Showing posts with label crack cocaine. Show all posts
Showing posts with label crack cocaine. Show all posts

Thursday, December 13, 2007

A Short Note On a Small "Victory"- Crack Cocaine Sentencing

Commentary-Revised December 17, 2007


One of the most bizarre twists in the United States Sentencing Guidelines that have for a generation controlled judicial discretion in the federal system has been the distinction drawn in many federal sentences between crack cocaine and ‘straight’ cocaine. Not entirely by accident that difference in severity for crack cocaine has been reflected in the disproportionate number of blacks and Hispanics incarcerated for the crime. Recently the United States Sentencing Commission, the governmental organization that established the guidelines, did an about face for many of the crack cocaine offenses and reduced the disparity.
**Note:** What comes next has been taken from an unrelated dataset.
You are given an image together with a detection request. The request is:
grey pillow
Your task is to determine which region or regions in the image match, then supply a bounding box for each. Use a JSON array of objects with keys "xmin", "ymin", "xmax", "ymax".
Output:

Since the hysteria over crack cocaine has died down and further information has indicated that the differences between the two forms of the drug is not significant the Commission voted 7-0, over Bush Administration objections, to retroactively permit challenges to sentences in many of these cases. An estimated 20,000 prisoners could be positively affected by the decision.

Although leftists do not share the illusions in the capitalist justice system that one commissioner, Federal Judge William Sessions of the District Court in Vermont, expressed when declaring that this decision goes a long way to insuring a ‘color blind’ justice system we nevertheless will take such a 'victory’ when it comes along. And that I think is the point here. The Federal system is loaded, no, over- loaded with prisoners sentenced during the heyday of the “war against drugs” for crimes that should never have been crimes in the first place. I have argued, and continue to argue today, that drugs should be decriminalized. In most cases possession of drugs constitutes a personal preference and as such are so-called ‘crimes without victims’ and that is where it should be left-out of the court system. One estimate has it that some 60,000 of the over 200, 000 prisoners in federal jails are there for some drug related crime. That alone tells the tale. Moreover, multiply that figure by the numbers of drug prisoners in state and local facilities and one can only conclude that something is very wrong here. Down with the ‘war against drugs’. Decriminalize drug use now.